The security patch modified weblate/api/views.py to import and utilize proper task metadata verification:
from weblate.trans.tasks import category_removal, component_removal, project_removal
from weblate.trans.views.files import download_multi
from weblate.trans.views.reports import generate_credits
-from weblate.utils.celery import get_task_progress
+from weblate.utils.celery import get_task_metadata, get_task_progress
from weblate.utils.docs import get_doc_url
from weblate.utils.errors import report_error
from weblate.utils.lock import WeblateLockTimeoutError
Source: GitHub Commit Update
Detection Methods for CVE-2026-33212
Indicators of Compromise
- Unusual volume of API requests to the tasks endpoint from a single authenticated user
- Sequential or pattern-based task UUID queries indicating brute-force attempts
- API access logs showing task queries for projects or scopes outside user permissions
- Rate limit threshold alerts on the tasks API endpoint
Detection Strategies
- Monitor API access logs for anomalous patterns in task endpoint requests
- Implement alerting on rate limit triggers for the tasks API
- Review authentication logs for users making excessive task status queries
- Correlate task access attempts with user permission scopes to identify unauthorized access patterns
Monitoring Recommendations
- Enable detailed logging on the Weblate tasks API endpoint
- Configure alerts for API rate limit violations
- Implement user behavior analytics to detect brute-force enumeration attempts
- Regularly audit access logs for task queries that cross scope boundaries
How to Mitigate CVE-2026-33212
Immediate Actions Required
- Upgrade Weblate to version 5.17 or later immediately
- Review API access logs for any suspicious task endpoint activity
- Verify that default API rate limits are properly configured and active
- Audit user permissions to ensure proper scope restrictions are in place
Patch Information
The vulnerability has been addressed in Weblate version 5.17. The fix improves API access control for pending tasks by implementing proper authorization verification before returning task information.
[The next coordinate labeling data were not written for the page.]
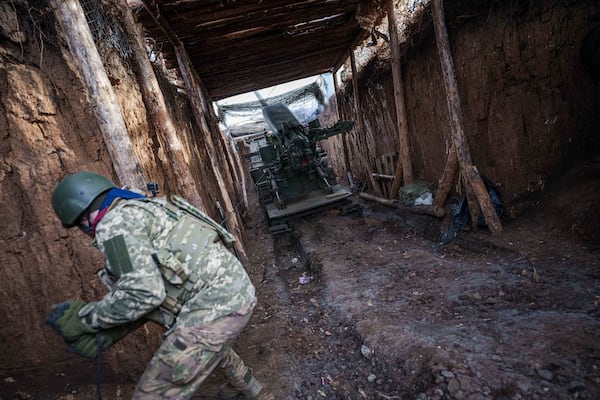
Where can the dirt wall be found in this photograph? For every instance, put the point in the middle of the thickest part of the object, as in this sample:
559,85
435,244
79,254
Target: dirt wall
49,129
529,106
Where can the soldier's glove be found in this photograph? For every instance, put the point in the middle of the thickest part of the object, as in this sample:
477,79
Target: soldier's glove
65,320
90,345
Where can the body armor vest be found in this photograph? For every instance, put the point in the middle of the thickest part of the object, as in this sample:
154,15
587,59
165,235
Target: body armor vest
192,233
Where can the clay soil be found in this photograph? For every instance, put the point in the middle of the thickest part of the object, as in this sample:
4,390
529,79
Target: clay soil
369,305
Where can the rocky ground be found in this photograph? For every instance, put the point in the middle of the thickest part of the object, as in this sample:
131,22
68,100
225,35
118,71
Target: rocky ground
371,306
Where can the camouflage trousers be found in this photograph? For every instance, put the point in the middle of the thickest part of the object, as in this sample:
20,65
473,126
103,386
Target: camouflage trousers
189,354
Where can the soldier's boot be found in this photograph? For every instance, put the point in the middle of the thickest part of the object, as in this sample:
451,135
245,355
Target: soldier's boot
241,379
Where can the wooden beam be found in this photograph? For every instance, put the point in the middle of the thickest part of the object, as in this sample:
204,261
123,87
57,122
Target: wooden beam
339,115
101,93
432,210
362,132
199,107
157,109
470,175
404,166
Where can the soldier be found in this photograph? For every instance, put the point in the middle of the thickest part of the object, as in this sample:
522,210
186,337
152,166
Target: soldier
165,264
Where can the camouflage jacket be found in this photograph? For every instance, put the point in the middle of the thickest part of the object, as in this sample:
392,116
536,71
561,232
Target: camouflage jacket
136,236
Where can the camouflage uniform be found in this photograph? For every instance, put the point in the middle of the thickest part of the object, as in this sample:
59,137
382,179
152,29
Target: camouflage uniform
173,269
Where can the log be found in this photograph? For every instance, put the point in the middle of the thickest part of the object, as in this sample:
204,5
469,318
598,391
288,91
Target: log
361,122
445,182
196,96
404,167
432,210
100,92
157,108
470,175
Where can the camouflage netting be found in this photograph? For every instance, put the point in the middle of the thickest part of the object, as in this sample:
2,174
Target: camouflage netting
306,102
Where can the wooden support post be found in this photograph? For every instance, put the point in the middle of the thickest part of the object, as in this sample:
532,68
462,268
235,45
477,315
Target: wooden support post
404,167
159,114
106,106
471,178
362,134
339,115
199,107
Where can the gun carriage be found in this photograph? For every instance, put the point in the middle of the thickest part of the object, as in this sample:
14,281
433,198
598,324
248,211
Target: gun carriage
292,175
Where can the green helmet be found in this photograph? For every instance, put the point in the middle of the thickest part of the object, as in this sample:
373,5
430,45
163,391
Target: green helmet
74,194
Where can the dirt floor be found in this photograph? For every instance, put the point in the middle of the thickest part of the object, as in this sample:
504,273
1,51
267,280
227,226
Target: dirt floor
371,306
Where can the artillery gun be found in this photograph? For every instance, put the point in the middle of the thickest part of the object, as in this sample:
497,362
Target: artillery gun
293,177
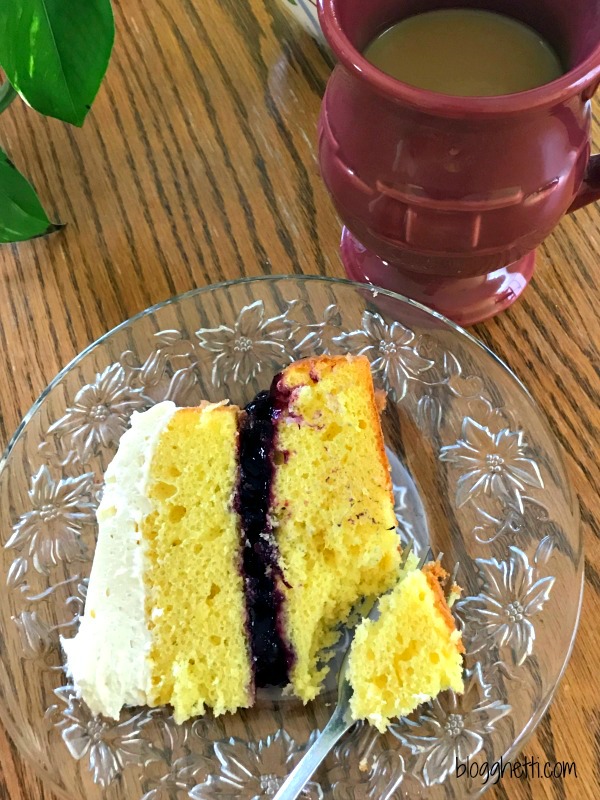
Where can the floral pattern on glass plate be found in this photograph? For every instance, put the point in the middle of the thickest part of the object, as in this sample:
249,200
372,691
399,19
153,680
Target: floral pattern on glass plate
497,499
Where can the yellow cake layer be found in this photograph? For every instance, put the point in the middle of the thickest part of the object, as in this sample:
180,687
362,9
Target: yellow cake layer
333,511
407,656
195,602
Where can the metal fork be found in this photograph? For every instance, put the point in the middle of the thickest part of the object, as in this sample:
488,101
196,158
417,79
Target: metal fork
341,720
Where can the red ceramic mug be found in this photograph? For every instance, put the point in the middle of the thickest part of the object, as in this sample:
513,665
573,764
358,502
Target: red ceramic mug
446,198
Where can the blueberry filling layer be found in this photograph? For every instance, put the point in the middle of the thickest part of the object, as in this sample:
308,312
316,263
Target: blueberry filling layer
271,654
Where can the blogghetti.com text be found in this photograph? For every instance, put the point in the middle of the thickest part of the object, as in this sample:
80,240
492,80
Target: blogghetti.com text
523,769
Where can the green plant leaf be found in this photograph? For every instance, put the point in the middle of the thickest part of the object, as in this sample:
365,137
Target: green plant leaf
21,214
55,52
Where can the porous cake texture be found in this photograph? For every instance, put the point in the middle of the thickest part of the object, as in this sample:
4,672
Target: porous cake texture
165,616
195,604
234,545
410,654
333,509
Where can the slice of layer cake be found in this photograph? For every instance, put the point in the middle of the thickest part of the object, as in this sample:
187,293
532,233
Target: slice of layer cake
332,511
165,617
410,654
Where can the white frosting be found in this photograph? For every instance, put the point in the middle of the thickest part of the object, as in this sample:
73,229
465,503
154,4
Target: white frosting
107,659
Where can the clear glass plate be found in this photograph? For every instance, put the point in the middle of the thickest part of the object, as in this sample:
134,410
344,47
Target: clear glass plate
477,476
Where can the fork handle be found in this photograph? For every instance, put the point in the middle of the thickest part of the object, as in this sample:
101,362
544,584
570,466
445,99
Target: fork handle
307,766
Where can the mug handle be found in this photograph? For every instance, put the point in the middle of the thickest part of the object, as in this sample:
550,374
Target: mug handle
589,191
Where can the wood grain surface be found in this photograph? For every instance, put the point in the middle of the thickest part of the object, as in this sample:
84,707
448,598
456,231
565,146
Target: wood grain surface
198,165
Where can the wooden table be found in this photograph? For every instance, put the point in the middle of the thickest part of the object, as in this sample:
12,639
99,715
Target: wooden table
197,165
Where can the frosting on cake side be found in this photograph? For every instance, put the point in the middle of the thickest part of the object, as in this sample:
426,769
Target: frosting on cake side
107,659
For detailed information about the patch, refer to the GitHub Security Advisory GHSA-vj45-x3pj-f4w4 and the corresponding commit.
Workarounds
- Ensure API rate limiting is enabled and configured to prevent brute-force attempts
- Restrict API access to trusted networks where possible
- Implement additional network-level controls to limit API endpoint exposure
- Monitor and alert on excessive API requests targeting the tasks endpoint
# Verify Weblate version after upgrade
weblate --version
# Expected output should show 5.17 or higher
Disclaimer: This content was generated using AI. While we strive for accuracy, please verify critical information with official sources.